Me tocó hacer guardia aquella tarde de lunes de mediados de enero en la que el consejo de administración del club despidió, por primera vez, a un entrenador: Aíto García Reneses. Apostado en la puerta del parking del Carpena, el técnico más laureado del baloncesto español bajaba las escaleras del Palacio hacia su coche con sus pertenencias guardadas en una bolsa de basura. La imagen jamás se me borrará de la retina. Aíto, con su currículum, con su historia, con su bagaje. Y todo le cabía en una bolsa de basura de cinco céntimos.

Aíto nunca fue querido en Málaga, no vamos a negar la mayor. Aquella final del 95 todavía coleaba cuando el club decidió que fuera el nuevo cabeza de familia. Pelillos a la mar y buen recibimiento. Mientras le duró la herencia de Scariolo, el equipo se mantuvo a gran nivel. Cuando Berdi Pérez y él le metieron mano a la plantilla, aquello decayó hasta un punto del que aún no nos hemos recuperado. Los resultados no acompañaron y la propia plantilla admitía que se entrenaba poco y mal. Demasiados parones. Poca intensidad. Poco ritmo. Poca chicha.
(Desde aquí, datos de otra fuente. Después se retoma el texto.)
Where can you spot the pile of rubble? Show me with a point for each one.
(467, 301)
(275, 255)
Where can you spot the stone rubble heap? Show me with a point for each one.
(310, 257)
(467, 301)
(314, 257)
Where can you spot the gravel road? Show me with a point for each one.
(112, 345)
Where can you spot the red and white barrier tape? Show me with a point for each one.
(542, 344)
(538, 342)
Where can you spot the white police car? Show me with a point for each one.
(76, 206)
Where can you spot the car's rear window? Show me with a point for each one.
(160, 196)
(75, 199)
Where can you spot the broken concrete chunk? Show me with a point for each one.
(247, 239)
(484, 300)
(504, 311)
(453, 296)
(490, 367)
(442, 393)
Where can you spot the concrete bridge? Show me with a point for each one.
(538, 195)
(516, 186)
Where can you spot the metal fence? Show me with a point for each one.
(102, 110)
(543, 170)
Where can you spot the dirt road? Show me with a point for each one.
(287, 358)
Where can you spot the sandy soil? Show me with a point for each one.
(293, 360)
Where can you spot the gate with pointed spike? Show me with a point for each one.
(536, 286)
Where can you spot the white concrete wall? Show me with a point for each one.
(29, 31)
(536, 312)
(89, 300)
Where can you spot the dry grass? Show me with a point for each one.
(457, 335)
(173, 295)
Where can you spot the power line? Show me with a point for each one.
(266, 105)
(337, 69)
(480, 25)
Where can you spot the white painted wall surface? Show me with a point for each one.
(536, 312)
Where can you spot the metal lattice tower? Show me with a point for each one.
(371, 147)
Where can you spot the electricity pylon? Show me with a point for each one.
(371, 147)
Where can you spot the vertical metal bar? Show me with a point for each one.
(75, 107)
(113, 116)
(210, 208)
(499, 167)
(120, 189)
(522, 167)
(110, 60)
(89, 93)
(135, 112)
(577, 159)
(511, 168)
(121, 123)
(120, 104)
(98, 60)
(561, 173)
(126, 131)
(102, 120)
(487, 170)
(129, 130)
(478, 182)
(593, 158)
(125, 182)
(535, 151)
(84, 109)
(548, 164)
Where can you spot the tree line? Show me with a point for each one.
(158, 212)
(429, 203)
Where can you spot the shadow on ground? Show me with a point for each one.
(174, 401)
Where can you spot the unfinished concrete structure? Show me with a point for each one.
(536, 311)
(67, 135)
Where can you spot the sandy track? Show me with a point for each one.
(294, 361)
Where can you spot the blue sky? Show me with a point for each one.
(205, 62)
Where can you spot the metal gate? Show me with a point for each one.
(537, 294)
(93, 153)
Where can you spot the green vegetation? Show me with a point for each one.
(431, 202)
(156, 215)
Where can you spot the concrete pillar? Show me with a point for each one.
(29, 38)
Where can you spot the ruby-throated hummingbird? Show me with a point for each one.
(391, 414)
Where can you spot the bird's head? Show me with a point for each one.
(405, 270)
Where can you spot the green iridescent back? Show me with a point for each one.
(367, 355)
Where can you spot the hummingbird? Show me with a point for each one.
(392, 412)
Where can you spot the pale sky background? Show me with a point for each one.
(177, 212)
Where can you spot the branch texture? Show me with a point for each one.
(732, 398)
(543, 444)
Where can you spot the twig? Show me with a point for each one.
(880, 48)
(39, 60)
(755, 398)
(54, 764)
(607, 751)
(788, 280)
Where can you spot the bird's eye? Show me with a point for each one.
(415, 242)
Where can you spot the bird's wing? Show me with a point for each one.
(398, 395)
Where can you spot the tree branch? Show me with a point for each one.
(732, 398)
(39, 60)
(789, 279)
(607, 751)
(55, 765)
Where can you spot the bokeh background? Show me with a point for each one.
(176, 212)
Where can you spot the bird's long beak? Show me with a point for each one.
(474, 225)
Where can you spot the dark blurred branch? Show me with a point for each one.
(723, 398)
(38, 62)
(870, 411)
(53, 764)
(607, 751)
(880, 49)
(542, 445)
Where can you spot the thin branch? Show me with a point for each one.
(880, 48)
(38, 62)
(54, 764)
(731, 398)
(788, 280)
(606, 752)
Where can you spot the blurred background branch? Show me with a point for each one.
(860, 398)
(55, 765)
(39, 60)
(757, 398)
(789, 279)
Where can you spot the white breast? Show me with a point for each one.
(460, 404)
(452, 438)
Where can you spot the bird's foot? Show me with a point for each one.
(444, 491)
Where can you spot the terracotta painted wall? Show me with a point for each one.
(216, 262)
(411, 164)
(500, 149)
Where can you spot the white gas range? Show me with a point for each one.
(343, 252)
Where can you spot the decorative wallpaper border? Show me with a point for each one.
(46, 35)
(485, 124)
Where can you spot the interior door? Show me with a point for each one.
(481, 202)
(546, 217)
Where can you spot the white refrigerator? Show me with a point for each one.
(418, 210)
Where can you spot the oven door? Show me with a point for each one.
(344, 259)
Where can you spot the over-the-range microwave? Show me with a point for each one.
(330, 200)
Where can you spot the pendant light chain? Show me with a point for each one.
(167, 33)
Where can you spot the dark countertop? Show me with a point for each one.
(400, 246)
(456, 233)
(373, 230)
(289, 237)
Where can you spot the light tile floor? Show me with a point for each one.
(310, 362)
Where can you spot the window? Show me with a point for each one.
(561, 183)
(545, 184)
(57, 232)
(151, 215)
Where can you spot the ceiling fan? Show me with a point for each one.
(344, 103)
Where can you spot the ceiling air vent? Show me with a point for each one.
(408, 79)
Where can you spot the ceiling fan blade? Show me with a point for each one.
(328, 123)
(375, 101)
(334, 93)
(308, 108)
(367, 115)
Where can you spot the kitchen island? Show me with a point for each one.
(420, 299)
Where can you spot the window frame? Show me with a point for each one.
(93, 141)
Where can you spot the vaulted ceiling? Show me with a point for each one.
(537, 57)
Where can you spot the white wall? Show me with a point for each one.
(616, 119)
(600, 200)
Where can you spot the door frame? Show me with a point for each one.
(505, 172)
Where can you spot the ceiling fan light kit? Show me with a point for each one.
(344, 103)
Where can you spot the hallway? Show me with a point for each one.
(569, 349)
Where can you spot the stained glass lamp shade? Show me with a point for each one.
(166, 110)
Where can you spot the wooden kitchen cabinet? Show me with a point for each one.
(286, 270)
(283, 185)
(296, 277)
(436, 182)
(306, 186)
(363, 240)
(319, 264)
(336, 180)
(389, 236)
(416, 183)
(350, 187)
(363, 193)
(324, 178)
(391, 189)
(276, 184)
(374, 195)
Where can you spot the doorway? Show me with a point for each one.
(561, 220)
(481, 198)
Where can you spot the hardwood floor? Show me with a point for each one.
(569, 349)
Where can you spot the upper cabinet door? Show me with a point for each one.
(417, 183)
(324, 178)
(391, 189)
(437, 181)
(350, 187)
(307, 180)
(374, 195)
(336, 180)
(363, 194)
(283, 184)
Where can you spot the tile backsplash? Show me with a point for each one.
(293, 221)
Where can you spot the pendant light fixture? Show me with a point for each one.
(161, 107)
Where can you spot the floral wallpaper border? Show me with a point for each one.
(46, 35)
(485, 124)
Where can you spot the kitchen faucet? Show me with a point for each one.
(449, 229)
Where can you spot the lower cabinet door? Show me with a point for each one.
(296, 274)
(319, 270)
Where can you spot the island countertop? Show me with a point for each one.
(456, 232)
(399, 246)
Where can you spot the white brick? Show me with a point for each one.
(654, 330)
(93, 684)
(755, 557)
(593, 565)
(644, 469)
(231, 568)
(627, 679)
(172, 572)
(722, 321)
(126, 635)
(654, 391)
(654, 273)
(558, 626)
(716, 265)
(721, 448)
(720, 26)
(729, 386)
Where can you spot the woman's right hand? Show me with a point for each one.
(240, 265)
Su propuesta por darle libertad absoluta a unos jugadores con escaso talento salió como salió. Seguro que lo recuerdan. La afición venía de saborear caviar, y quedarte fuera dos veces de la Copa, más aquel ridículo contra el Prokom, manejando por aquel entonces el club un presupuesto tan generoso, fueron puñales que se clavaron en lo más adentro. Para colmo, comenzó a calar entre la afición de que la situación se le había ido de las manos. Retrepado en su asiento del banquillo, sorbito va y sorbito viene al botellín de agua, el botijo reventó en aquel tiempo muerto a tres segundos ante el Gran Canaria. Fue un desagradable gesto por su parte, un desdén inmerecido, una declaración de odio eterno al Martín Carpena. Ahora sabemos que, tras ganar tres millones en tres años y un finiquito de medio «kilo», lleva al club a juico por 2.500 euros. Él solo se retrata.